- Key insight: As fintechs rush to gain bank charters, their leaders are about to step into a very new compliance environment. They need to understand what they're getting themselves into.
- Supporting data: In 2025, there were as many bank charter applications filed with the OCC as there were in the previous four years. Less than halfway through 2026, and we've almost surpassed 2025's figure.
- Forward look: The regulatory environment is opening doors. Fintechs need to make sure they're ready to walk through them.
People sense a once-in-a-generation opportunity
And if I were to address an imaginary graduation of the "Fintech Charter Class of 2026," it might go something like this:
First off, congratulations, and
So as this class of fintechs looks out into a new life as a bank, here's what I think you should know about regulatory compliance, so you can make the jump with your eyes open.

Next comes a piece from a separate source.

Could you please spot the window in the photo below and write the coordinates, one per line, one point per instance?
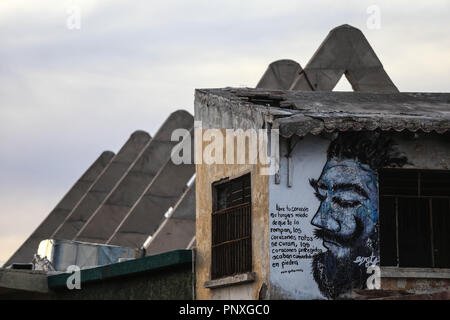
(415, 218)
(231, 227)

Despite lingering myths, I think most fintechs are actually pretty good at customer-facing compliance in 2026. Any fintech operating at some meaningful scale has had to invest in Bank Secrecy Act/anti-money-laundering infrastructure. They've built compliance programs and had to demonstrate their seriousness to a partner bank.
This is really just product-line compliance though. A fintech's compliance focus is narrow and tailored to the specific product's laws and regulations.
Becoming a bank is a different story. You move from a product manager to a head office view. Consumer compliance is an element, but more critical is understanding the way that regulatory bodies look at growth, capital, liquidity and earnings. It stops being about whether an individual thing follows the rules. It starts being about the health of your entire business.
Assessing the full health and stability of a bank, regulators take a broad view. The FDIC assesses banks through its CAMELS framework (short for Capital, Asset Quality, Management, Earnings, Liquidity and Sensitivity to market risk). These are fundamentally not fintech topics or considerations, but quickly become front of mind when you have a bank charter.
For instance, many of the best-known fintechs run at a loss. Having negative earnings is a real problem for a bank. Regulators consider this very differently than investors. How long is a lack of profitability acceptable? What capital levels are necessary for the level of risk in your business?
As a bank, capital and liquidity buffers also don't just cover your run rate, they cover what the regulator requires you to hold in reserve.
Rising assessment fees and the fear of punitive actions under newly installed state regulator Rohit Chopra may push some California-chartered banks to switch to a federal overseer, some industry observers say.
On the customer front, many fintechs are successful because they have expanded financial inclusion and identified unmet needs. These pockets of borrowers are often left behind because the regulatory guidelines leave banks unable to address these customer sets. Becoming a bank will now mean that asset quality and affordability will be scrutinized in a way that might run counter to a core value proposition.
The constraints of getting this wrong compound suddenly. A "needs improvement" designation on your first exam means you don't get to launch new products. Which becomes a problem quickly.
The above two factors mean that when you have a bank charter you will need to rewrite your business plan for a new set of stakeholders. You now have two fundamentally opposing audiences, investors and regulators, which can then bring compliance and innovation into direct conflict.
Your original growth plan is what you have shown investors up until now. It shows how fast you plan to grow, how much revenue you're projecting, what markets you want to enter, and likely shows negative income to fuel growth. The new plan is for a regulator, and tackles your earnings trajectory, capital adequacy and liquidity management (among many other things).
The second plan will almost certainly not agree with the first. And that tension becomes one of the least-discussed operational realities of running a chartered bank.
While the wild west days of fintech are behind us, there can still be a lingering perception that compliance is a tax on growth. The fintechs who will succeed working with a bank charter are the ones that can set this idea aside, and see compliance as a capability as important as any product feature. A compliance program should be seen as infrastructure, the same as your payments stack or underwriting model. If your payments stack breaks, everything bottlenecks. Compliance is no different.
And for those founders in this incoming class of banks-to-be who have developed a migraine just from reading this, know that none of this is an argument against fintechs pursuing bank charters. The benefits from regulatory independence are real. The benefits of direct access to deposits for funding are quantifiable. But the costs and challenges are real, too, and the status quo has been working for a reason. For scaled, mature fintechs who are already thinking deeply about things like corporate governance, with strong earnings and deep balance sheets, it could be a huge win.
The regulatory environment is opening doors. Fintechs need to make sure they're ready to walk through them.